Fotografía surrealista. El sueño de los soñadores

El arte surrealista tiene muchas formas de expresión. Empezó la pintura y la literatura abriendo el campo de los sueños, de las ideas imposibles, pero hoy la fotografía se ha adueñado en gran medida de este campo artístico. Y le ha acompañado como siempre la literatura o el teatro.

En la imagen podemos ver una realidad modificada según la quiere ver el fotógrafo para trasmitir algo distinto a lo que se ve desde la calle.

Podemos jugar con los colores, con los encuadres, con las formas, con los tratamientos.

Pero sin duda el encuadre en la fotografía es la reina de las posibilidades.
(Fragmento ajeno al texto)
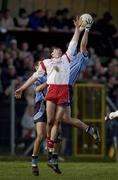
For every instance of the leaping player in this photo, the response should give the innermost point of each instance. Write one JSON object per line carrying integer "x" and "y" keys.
{"x": 57, "y": 97}
{"x": 76, "y": 66}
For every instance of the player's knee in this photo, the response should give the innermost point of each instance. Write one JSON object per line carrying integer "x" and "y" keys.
{"x": 40, "y": 137}
{"x": 58, "y": 121}
{"x": 50, "y": 122}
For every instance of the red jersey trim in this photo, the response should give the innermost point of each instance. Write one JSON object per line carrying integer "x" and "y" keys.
{"x": 67, "y": 57}
{"x": 43, "y": 65}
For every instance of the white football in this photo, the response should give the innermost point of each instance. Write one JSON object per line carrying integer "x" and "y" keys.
{"x": 86, "y": 19}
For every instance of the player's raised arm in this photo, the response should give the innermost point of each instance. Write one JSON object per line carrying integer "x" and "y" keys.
{"x": 84, "y": 40}
{"x": 74, "y": 41}
{"x": 41, "y": 87}
{"x": 29, "y": 82}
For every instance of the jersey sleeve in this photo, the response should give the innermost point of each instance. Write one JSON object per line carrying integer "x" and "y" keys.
{"x": 41, "y": 70}
{"x": 83, "y": 60}
{"x": 71, "y": 50}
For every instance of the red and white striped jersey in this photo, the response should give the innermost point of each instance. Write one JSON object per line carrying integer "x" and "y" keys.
{"x": 57, "y": 69}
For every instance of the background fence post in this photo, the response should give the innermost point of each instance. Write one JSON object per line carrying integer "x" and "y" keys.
{"x": 12, "y": 130}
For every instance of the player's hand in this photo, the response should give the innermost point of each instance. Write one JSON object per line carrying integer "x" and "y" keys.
{"x": 18, "y": 93}
{"x": 78, "y": 22}
{"x": 89, "y": 24}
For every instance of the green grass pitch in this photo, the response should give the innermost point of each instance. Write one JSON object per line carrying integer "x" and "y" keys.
{"x": 21, "y": 170}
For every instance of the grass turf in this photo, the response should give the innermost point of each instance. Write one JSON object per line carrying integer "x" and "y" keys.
{"x": 18, "y": 170}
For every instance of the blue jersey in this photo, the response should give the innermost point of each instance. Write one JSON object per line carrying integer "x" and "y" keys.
{"x": 39, "y": 95}
{"x": 76, "y": 66}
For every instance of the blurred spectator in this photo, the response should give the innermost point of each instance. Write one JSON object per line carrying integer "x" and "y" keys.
{"x": 36, "y": 21}
{"x": 7, "y": 21}
{"x": 58, "y": 24}
{"x": 24, "y": 50}
{"x": 22, "y": 20}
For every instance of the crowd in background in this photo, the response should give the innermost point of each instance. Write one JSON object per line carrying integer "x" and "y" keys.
{"x": 16, "y": 61}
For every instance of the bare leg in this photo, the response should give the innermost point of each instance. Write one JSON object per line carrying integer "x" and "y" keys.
{"x": 55, "y": 129}
{"x": 73, "y": 121}
{"x": 41, "y": 134}
{"x": 51, "y": 108}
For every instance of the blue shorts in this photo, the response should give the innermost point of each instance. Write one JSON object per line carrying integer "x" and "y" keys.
{"x": 40, "y": 112}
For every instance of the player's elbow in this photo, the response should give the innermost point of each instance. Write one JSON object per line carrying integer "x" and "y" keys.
{"x": 38, "y": 89}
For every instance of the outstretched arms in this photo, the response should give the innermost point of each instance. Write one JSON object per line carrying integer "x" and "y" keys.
{"x": 41, "y": 87}
{"x": 84, "y": 42}
{"x": 74, "y": 41}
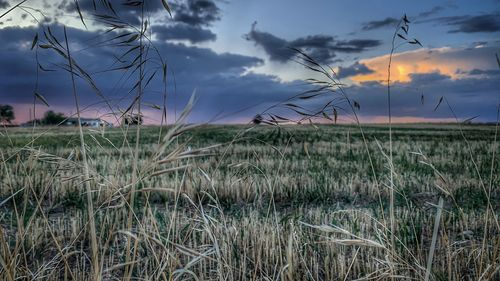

Nada hay como elegir el pedazo de realidad que queremos enseñar, elegir el trozo de lo que todos ven… para enmarcarlo y convertirlo en un pequeño trozo de arte.

Si a un buen encuadre le añadimos un tratamiento de luz y color correcto tendremos sin duda un vehículo de expresión artística que si se desea, puede andar por los caminos del surrealismo artístico.

En fotografía dar un toque personal a las imágenes las puede convertir en imágenes surrealistas propias, si además sabemos llenarlas con un sello personal que las confiera una unidad.